Auch für Veganer und Vegetarier stellt der Verzehr von Insekten als angeblicher Fleischersatz keine Alternative dar. Zumindest wenn der Verzicht auf Fleischkonsum vorrangig aus ethischen Gründen erfolgt. Schließlich werden die Hausgrillen und Getreideschimmelkäfer eigens dafür gezüchtet, um später getötet und verzehrt zu werden.

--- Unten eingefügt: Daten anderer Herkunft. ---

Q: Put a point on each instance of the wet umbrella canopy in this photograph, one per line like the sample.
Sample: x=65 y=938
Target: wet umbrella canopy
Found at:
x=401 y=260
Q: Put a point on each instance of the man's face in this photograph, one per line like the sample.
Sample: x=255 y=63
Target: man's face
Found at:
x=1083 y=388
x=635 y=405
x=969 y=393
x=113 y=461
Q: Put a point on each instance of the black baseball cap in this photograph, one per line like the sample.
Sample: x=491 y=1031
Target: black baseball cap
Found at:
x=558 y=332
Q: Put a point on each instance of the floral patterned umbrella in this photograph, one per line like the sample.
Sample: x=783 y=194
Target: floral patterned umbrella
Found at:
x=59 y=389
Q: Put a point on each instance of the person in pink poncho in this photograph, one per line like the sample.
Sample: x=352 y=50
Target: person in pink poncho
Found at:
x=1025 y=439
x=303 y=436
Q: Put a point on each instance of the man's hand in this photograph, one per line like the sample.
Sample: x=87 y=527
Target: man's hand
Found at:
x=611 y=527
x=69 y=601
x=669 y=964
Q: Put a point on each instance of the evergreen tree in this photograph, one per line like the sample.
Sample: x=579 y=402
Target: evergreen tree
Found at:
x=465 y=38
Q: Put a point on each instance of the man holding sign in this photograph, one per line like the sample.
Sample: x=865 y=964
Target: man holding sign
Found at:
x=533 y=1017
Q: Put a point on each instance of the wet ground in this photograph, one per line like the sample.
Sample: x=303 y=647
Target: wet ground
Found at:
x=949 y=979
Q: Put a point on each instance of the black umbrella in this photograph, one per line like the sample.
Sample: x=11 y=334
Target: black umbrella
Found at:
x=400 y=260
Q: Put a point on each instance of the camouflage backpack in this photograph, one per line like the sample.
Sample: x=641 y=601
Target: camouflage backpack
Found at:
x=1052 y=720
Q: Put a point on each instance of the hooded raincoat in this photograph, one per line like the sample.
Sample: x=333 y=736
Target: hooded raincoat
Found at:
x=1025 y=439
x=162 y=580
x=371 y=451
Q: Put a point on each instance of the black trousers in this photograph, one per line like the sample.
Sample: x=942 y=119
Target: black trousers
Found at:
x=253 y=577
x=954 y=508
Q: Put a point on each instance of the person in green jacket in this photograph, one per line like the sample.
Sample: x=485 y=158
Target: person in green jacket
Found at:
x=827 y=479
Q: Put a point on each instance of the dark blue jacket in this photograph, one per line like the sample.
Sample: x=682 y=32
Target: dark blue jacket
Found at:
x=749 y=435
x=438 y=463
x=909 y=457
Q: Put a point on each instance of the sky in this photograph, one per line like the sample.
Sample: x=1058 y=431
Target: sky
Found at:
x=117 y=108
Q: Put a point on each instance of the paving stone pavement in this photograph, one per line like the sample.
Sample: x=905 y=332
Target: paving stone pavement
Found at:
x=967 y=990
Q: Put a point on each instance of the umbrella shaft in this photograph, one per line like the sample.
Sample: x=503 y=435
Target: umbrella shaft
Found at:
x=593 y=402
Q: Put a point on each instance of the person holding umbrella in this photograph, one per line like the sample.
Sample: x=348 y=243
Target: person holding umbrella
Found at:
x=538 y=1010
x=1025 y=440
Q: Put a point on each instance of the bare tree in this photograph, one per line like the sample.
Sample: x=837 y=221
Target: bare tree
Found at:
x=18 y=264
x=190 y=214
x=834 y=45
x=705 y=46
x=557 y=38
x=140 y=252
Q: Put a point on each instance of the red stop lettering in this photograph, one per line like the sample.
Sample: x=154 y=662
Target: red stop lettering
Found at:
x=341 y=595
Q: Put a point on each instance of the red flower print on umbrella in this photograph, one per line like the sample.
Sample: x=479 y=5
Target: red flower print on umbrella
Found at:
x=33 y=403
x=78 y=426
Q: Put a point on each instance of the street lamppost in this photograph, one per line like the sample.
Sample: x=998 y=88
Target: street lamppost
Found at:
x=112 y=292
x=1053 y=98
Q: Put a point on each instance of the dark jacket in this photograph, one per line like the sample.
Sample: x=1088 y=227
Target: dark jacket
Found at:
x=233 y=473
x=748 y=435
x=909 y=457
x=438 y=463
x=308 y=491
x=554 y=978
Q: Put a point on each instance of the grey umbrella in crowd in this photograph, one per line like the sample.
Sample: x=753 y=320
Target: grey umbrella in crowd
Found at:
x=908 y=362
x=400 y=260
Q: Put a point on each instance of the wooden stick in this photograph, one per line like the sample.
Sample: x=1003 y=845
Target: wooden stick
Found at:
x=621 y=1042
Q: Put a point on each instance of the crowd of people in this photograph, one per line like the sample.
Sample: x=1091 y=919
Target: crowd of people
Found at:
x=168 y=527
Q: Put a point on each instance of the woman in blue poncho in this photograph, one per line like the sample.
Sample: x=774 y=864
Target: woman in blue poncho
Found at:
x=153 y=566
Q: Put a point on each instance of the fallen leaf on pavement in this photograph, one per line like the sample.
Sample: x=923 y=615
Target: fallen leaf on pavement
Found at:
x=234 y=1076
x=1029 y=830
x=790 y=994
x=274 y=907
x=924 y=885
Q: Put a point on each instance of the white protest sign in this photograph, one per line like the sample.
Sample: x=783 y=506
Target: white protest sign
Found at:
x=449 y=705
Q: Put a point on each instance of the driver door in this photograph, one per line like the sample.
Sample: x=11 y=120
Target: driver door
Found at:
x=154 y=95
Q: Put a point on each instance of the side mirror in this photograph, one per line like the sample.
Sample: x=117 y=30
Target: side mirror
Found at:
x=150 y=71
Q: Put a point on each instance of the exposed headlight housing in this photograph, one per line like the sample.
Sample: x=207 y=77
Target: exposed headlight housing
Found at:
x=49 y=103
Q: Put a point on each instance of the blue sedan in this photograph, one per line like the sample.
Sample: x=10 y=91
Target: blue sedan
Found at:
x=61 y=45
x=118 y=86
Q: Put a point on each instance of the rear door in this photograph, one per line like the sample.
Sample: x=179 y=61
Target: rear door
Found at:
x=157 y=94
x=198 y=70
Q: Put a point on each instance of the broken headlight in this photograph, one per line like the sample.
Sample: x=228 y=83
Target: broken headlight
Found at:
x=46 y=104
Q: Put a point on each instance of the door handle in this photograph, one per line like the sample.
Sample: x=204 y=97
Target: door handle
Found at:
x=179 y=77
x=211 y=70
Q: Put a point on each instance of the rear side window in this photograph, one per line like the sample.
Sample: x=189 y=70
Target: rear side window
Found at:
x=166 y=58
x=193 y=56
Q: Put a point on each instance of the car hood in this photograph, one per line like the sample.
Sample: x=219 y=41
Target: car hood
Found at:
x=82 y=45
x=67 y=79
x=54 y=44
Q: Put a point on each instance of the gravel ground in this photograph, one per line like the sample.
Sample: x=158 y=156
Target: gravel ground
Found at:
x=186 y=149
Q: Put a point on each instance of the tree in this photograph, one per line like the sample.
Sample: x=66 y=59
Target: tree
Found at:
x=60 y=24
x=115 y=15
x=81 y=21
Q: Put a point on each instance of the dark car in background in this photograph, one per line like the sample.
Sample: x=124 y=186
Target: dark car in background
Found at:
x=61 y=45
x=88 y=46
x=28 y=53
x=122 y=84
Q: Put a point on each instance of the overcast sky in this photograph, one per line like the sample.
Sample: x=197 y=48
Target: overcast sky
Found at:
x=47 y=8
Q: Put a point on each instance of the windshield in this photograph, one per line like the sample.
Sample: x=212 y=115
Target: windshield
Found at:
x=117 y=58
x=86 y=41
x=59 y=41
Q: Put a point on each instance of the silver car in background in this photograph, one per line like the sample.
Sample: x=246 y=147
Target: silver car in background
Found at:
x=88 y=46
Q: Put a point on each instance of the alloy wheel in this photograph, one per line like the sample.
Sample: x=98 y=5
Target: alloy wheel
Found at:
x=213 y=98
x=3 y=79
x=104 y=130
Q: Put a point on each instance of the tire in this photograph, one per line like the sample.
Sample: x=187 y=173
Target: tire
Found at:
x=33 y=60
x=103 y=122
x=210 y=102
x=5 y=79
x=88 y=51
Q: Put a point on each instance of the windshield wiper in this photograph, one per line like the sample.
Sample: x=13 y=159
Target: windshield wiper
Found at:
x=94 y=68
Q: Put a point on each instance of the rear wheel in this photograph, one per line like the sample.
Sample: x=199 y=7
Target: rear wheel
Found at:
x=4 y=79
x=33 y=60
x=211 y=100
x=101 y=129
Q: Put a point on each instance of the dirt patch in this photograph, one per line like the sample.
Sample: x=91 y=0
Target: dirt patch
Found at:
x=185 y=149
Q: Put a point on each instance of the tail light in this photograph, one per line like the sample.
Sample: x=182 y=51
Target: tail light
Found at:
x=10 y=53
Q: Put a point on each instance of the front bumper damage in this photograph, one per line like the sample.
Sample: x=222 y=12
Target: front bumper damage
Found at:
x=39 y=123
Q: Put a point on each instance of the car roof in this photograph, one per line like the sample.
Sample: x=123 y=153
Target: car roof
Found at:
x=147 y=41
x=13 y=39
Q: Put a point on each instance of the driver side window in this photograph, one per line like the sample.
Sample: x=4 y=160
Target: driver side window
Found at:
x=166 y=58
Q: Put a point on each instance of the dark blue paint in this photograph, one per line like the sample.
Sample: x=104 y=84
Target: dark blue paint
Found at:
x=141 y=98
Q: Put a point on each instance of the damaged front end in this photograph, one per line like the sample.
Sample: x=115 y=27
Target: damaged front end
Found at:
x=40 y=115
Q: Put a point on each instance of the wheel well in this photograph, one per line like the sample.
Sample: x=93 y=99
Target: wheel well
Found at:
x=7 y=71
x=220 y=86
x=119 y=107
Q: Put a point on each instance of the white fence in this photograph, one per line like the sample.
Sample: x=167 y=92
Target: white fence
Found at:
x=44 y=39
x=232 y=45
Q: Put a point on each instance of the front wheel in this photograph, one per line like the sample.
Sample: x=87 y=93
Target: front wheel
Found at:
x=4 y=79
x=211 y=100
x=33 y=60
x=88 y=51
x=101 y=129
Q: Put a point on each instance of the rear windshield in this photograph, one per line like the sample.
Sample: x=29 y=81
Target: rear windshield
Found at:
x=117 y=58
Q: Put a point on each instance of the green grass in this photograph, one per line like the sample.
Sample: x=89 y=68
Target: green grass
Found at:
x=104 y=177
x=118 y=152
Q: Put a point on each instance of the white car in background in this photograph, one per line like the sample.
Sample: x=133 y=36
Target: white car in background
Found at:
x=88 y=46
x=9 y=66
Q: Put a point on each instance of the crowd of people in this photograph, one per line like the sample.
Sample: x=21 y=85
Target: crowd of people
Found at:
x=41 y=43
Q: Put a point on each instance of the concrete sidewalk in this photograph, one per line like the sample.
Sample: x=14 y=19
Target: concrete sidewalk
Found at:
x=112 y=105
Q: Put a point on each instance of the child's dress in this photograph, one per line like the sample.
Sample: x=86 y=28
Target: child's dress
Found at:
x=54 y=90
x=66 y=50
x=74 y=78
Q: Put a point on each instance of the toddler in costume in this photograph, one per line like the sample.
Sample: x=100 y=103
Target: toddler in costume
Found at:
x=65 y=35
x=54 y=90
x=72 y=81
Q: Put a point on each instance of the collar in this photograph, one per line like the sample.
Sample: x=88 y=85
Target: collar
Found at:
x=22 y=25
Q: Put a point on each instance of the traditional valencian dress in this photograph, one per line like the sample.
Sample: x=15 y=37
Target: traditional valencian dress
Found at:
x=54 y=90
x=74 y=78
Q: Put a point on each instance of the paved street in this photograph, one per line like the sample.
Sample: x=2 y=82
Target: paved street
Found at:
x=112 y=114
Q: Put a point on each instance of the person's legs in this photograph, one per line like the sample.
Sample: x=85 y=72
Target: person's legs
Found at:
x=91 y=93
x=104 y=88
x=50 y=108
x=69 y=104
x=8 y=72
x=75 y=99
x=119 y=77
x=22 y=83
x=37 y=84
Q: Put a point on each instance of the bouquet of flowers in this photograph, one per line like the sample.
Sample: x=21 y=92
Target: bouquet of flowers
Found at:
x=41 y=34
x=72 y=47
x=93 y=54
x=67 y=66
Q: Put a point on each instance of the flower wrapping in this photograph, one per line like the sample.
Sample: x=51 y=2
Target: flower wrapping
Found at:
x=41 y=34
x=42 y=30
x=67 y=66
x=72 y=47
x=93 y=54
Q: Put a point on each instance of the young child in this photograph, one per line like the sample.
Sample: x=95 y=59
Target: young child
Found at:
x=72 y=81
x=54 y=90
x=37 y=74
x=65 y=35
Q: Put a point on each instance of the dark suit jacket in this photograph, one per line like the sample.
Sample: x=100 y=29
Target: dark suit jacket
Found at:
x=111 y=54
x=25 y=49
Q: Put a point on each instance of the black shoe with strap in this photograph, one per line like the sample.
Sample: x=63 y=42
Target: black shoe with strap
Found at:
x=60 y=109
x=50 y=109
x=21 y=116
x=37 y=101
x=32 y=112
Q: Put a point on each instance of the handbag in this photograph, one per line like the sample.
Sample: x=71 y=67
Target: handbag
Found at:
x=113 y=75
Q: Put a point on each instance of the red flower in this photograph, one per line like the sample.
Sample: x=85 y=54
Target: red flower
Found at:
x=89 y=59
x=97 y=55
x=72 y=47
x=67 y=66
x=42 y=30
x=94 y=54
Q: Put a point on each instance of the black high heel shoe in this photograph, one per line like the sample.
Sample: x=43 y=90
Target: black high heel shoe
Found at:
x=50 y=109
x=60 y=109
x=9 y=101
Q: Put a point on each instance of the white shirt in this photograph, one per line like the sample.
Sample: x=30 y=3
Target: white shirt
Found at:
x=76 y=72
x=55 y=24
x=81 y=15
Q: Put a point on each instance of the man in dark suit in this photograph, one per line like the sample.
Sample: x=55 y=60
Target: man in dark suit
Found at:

Bislang gibt es zum Beispiel keine Haltungsvorschriften für Insekten in Deutschland – etwa dazu, wie viel Platz welche Insektenart benötigt.
In der Zwischenzeit hat manches Start-up-Unternehmen Insekten als neuen Ernährungstrend für sich entdeckt. Die Münchner Firma Wicked Cricket vermarktet Delikatessen wie Grillen mit rosa Pfeffer, Wildkräutern, Chili oder Zimt und Zucker. Der Hype hat seinen Preis: Die 15-Gramm-Tütchen mit den Heimchen kosten knapp fünf Euro. Die Grillen werden auch nicht pulverisiert, sondern im Stück angeboten. „Nur die Beine verarbeiten wir nicht“, zitiert die Lebensmittelzeitung den Wicked-Cricket-Manager Michael Günter. Von den Käufern, meist 25- bis 35-jährige Männer, werde der Verzehr „häufig als Mutprobe angesehen“. Entsprechend liegt der Jahresumsatz auch nur im niedrigen vierstelligen Bereich.
Dabei scheinen laut einer Umfrage des Meinungsforschungsinstituts You-Gov vom Juni 2021 viele Europäer gar nicht so abgeneigt, die proteinreichen Krabbeltiere zu kosten. Unter den Europäern scheinen Deutsche und Franzosen für diese Idee am empfänglichsten zu sein: Laut der Umfrage gibt fast jeder Fünfte ab 18 Jahren an, dass er bereit sei, gekochte Insekten zu konsumieren (19 Prozent). Etwa jeder Vierte würde zustimmen, Lebensmittel zu konsumieren, deren Zutaten Insekten enthalten. In Italien wären 17 Prozent der Befragten bereit, Gerichte zu essen, die Insekten enthalten. 13 Prozent erklärten, am Stück zubereitete Insekten zu verspeisen.